Perched high on a pediment on the Renfield Street side of the former Sun, Fire and Life Insurance Company building in Glasgow, stands an imposing classical nude figure of Apollo, holding a flaming torch, reminiscent of a giant ice cream cone, in one hand, and a lyre in the other. His idealised body contrasts with a distinctive and naturalised pinched wee face. Patches of green moss grow, not unattractively, over his skin and weeds spring around his feet.

Flanking him on his left is a powerfully built allegorical figure of a bearded older man pulling a cowl over his head representing ‘Night’, and to his right an equally muscular female figure who appears to be doing the opposite, representing ‘Day’, both owing much to Michelangelo’s sculptures of Dawn and Dusk from the tomb of Lorenzo de’ Medici in Florence.

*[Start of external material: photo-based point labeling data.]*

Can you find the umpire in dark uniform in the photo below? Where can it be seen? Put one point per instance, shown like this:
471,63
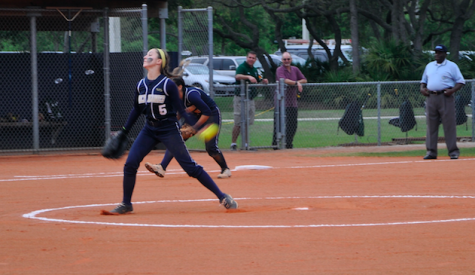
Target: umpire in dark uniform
441,79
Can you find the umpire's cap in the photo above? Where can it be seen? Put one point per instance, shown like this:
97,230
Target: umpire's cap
441,48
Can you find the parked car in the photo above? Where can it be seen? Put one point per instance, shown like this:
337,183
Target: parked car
225,65
295,59
317,51
197,75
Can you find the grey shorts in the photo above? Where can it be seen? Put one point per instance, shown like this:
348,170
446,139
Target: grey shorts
237,110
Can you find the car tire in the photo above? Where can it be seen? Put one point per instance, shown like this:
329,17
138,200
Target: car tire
197,85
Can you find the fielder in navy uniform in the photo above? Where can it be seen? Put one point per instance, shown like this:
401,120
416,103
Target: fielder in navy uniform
197,103
158,99
441,79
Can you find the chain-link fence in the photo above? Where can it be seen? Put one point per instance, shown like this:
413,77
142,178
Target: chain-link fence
80,84
77,87
322,121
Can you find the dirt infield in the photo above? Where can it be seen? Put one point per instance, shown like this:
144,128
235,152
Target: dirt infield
300,212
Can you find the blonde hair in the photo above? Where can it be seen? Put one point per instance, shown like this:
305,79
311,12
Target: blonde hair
178,71
165,62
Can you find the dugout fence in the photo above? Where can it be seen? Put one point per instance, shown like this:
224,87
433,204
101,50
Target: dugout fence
67,75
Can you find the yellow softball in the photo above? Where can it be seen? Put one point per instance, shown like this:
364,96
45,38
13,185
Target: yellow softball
210,132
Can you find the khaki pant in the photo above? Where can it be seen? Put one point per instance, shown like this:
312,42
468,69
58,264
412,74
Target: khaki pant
441,108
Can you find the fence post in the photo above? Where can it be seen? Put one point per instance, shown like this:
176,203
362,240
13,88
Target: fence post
180,35
34,82
379,112
242,95
473,110
282,113
210,51
144,33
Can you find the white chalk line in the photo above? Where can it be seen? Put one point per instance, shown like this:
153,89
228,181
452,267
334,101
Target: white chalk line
34,214
242,167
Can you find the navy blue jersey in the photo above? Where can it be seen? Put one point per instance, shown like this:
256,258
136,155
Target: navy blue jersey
158,100
198,98
152,99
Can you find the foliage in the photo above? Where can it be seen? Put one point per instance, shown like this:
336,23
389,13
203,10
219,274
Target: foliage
390,59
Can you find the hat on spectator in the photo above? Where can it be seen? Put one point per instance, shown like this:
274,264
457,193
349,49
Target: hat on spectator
441,48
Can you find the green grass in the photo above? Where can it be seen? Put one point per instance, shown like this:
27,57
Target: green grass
321,133
466,152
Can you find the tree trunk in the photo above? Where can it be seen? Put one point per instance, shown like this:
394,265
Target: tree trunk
355,43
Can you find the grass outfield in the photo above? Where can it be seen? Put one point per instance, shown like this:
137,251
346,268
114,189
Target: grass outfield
322,133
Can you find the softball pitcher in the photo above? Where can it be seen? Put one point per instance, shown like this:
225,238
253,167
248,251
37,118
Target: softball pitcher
158,99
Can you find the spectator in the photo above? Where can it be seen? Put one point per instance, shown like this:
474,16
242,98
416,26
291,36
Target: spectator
245,71
294,78
441,79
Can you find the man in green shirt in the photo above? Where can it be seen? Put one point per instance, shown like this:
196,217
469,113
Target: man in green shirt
246,71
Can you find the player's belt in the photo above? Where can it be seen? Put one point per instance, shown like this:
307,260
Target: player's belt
436,92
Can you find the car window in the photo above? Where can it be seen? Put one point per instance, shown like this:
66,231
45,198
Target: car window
198,69
217,64
227,63
240,60
198,60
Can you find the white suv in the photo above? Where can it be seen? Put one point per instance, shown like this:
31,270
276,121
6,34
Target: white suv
225,65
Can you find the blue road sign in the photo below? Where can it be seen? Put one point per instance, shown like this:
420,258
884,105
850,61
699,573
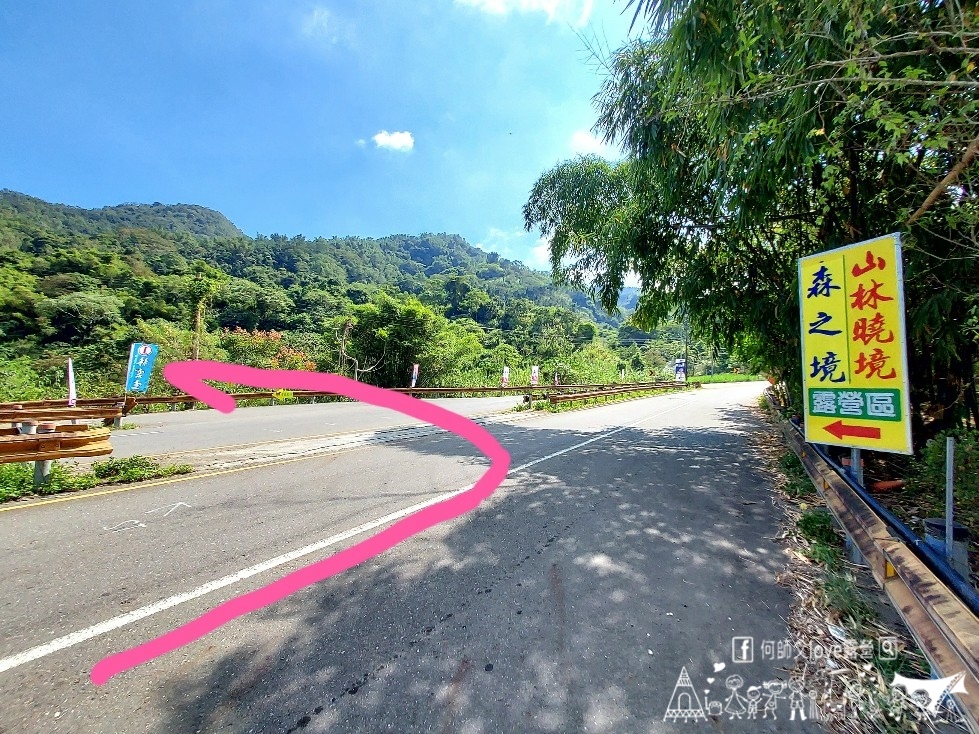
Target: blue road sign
141,359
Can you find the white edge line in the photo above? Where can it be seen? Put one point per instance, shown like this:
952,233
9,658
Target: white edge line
122,620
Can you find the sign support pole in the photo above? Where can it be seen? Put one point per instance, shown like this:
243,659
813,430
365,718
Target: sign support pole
949,496
856,465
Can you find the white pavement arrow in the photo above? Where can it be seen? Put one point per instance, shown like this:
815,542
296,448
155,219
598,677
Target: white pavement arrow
127,525
172,508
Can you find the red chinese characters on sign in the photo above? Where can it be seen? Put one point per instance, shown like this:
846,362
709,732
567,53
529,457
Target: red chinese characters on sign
868,330
871,328
874,365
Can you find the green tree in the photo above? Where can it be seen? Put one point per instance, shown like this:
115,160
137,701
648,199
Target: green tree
760,132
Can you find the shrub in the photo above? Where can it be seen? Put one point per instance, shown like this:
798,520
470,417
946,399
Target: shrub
134,469
817,526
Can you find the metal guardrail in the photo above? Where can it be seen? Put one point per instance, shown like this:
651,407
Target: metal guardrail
55,409
937,606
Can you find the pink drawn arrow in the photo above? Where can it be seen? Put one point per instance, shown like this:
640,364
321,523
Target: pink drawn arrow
190,376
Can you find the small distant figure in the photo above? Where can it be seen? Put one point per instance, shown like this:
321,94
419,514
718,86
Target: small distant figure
797,700
775,689
753,695
735,702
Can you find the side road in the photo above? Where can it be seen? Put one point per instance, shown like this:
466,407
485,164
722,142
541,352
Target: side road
630,543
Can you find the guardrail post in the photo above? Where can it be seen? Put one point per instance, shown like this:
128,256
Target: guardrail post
42,469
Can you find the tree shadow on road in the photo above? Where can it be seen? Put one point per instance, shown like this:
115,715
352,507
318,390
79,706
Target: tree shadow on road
567,602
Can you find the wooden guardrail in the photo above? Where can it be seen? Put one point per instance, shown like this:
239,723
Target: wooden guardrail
107,413
90,407
568,397
943,626
64,442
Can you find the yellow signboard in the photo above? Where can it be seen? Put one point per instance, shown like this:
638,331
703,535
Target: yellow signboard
854,355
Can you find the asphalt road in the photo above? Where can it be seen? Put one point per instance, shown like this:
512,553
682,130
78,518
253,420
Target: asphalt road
192,430
628,542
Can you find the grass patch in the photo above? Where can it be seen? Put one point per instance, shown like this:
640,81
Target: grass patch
816,525
798,483
829,555
17,480
845,599
135,469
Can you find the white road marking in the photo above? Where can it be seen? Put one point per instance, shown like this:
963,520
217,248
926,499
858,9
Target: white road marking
172,508
126,525
122,620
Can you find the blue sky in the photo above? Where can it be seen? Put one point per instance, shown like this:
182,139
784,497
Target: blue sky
324,117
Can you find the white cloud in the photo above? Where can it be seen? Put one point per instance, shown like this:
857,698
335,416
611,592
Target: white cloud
577,12
501,241
540,255
586,143
399,141
324,28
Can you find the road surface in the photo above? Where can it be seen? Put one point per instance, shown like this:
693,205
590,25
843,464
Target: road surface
629,542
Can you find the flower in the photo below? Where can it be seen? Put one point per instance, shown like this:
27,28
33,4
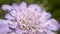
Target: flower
23,19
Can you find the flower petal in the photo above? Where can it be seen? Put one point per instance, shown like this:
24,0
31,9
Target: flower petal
15,6
52,24
7,7
23,6
49,32
34,7
9,17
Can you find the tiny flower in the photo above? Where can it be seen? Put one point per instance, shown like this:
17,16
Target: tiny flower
23,19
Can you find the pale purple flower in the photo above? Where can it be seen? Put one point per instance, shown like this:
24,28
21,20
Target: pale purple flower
23,19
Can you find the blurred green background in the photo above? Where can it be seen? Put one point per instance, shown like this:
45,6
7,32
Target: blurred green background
52,6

William Birnie Rhind created these, and a number of other sculptures, for the new head office of the Sun, Fire and Life Insurance Company between 1889 and 1894, and his figure of Apollo, Greek god of the sun, is the artistic soul of the building.

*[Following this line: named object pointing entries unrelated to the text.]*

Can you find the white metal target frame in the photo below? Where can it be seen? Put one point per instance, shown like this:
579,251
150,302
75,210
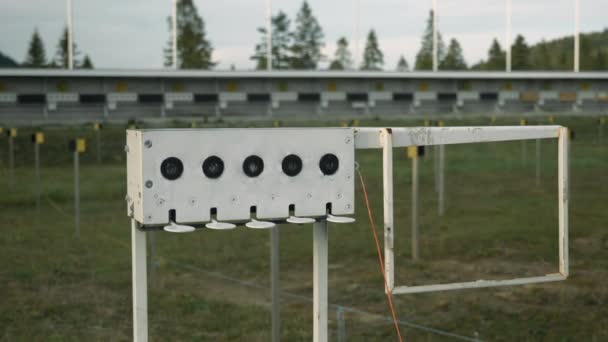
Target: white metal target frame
142,177
388,138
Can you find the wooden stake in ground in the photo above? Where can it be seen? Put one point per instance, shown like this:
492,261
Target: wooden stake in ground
77,147
413,152
524,147
12,134
97,127
37,140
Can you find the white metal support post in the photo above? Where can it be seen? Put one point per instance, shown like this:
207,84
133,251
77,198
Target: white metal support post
441,178
509,17
320,273
415,191
269,34
140,283
70,36
174,32
386,141
563,196
275,284
435,38
11,161
37,176
77,192
577,38
538,162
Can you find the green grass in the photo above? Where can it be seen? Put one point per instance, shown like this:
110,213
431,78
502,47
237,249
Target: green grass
498,225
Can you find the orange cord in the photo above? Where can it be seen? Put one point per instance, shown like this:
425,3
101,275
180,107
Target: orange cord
389,296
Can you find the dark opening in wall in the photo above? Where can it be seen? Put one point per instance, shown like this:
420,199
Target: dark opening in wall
447,97
206,98
488,96
31,99
258,97
403,97
357,97
92,98
309,97
150,98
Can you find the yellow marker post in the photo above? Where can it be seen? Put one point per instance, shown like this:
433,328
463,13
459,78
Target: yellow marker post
413,152
12,134
524,149
97,127
37,140
77,147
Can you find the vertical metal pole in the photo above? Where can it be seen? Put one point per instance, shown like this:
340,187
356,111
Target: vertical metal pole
341,324
387,178
98,145
320,273
37,176
269,35
508,38
538,151
577,38
435,37
152,258
174,32
275,284
77,193
415,208
563,197
11,162
441,201
357,33
70,36
139,283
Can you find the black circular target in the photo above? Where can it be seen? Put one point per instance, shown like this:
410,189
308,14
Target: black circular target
213,167
292,165
329,164
253,166
171,168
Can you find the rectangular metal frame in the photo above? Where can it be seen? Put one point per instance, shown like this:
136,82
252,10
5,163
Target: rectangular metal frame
387,138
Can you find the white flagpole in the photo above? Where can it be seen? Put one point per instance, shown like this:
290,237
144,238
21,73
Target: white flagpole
577,38
174,32
357,33
435,42
269,34
508,36
70,38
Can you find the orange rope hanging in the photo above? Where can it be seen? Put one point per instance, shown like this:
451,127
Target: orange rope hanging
389,295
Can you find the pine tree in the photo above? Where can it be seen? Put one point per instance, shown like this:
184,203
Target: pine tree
454,60
61,56
87,63
520,54
402,64
424,58
194,50
36,55
281,40
343,58
373,58
307,40
496,57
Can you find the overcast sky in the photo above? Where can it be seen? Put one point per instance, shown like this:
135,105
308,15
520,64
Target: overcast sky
133,33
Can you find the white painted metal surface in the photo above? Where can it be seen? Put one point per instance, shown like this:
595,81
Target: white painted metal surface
386,141
400,137
320,273
139,283
193,195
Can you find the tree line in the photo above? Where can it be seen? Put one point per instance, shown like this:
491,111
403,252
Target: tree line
36,54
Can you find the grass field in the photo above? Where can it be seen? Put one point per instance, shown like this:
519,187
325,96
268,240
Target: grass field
499,224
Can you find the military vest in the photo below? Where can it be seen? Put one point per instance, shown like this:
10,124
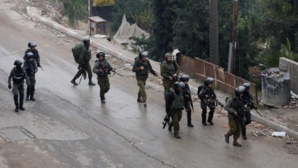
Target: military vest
238,105
170,68
104,66
18,76
144,64
178,103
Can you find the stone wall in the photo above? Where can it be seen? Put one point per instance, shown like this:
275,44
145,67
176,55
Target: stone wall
291,66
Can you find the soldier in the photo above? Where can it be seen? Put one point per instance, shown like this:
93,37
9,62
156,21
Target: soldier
18,75
248,102
32,48
102,68
30,67
84,65
174,107
187,98
141,69
235,108
208,98
169,71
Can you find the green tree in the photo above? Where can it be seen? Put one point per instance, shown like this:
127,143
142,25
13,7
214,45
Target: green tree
136,11
75,10
191,27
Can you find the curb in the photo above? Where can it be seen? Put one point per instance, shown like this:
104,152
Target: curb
273,125
70,32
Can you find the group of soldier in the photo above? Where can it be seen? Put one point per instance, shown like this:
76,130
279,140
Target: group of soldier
24,71
177,93
101,67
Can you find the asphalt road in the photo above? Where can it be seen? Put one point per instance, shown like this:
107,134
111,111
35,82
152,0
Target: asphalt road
68,127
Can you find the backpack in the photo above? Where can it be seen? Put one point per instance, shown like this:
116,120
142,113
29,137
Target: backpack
76,50
200,88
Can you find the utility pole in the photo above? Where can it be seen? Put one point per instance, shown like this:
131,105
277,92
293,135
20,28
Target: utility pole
90,4
233,44
213,32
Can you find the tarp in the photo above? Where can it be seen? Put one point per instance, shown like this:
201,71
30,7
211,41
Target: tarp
103,2
127,30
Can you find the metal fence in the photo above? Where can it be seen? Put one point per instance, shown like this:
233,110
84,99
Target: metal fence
200,69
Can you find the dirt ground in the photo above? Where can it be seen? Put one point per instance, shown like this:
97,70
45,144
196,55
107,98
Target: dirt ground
286,116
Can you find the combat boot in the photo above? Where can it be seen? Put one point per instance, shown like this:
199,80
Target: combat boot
190,125
210,117
21,102
236,143
227,138
204,118
28,95
91,83
139,100
102,99
170,127
73,81
244,134
32,95
15,98
177,136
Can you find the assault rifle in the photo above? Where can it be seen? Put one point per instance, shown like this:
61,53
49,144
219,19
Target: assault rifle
84,72
114,70
219,103
216,101
149,68
190,101
252,106
166,120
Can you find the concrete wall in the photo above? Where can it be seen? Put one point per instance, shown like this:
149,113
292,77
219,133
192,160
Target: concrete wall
291,66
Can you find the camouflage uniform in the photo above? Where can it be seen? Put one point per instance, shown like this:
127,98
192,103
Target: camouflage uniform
142,76
167,70
17,75
102,77
31,68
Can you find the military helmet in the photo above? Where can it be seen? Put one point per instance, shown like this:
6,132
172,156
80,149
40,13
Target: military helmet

Almost as soon as the red sandstone edifice, designed by William Leiper, and Rhind’s sculptures were complete, it was recognised as a Glasgow masterpiece. The arts magazine The Artist in February 1895 describes it in the following terms :
Glasgow has just added one of the most artistic buildings it is possible to imagine, in the new offices of the Sun Fire and Life Assurance Company, at the corner of West George Street and Renfield Street. The building has been designed by Mr. W. Leiper, in the sixteenth-century French Renaissance style, and being constructed of red stone, presents an imposing appearance. Both frontages carry a large amount of high-class sculpture, executed by Mr. William Rhind, of Edinburgh, and it is this sculpture which distinguishes this building from all others around. Thus the capitals of the street floor are emblematic of the signs of the Zodiac, and there is a splendidly executed figure of Apollo, and others of Day and Night, surmounting the pediment on the Renfield Street frontage. The treatment of the upper stories follows that of the chateaux of France, with enriched dormers, giving the building the broken sky-line which is characteristic of this style of architecture. The main entrance is at the angle of the building, and forms the basement of a large octagon, which is crowned by a domed roof and lantern. Taken as a whole this is the most artistic of Glasgow’s business houses. (The Artist, February 1895, p. 77)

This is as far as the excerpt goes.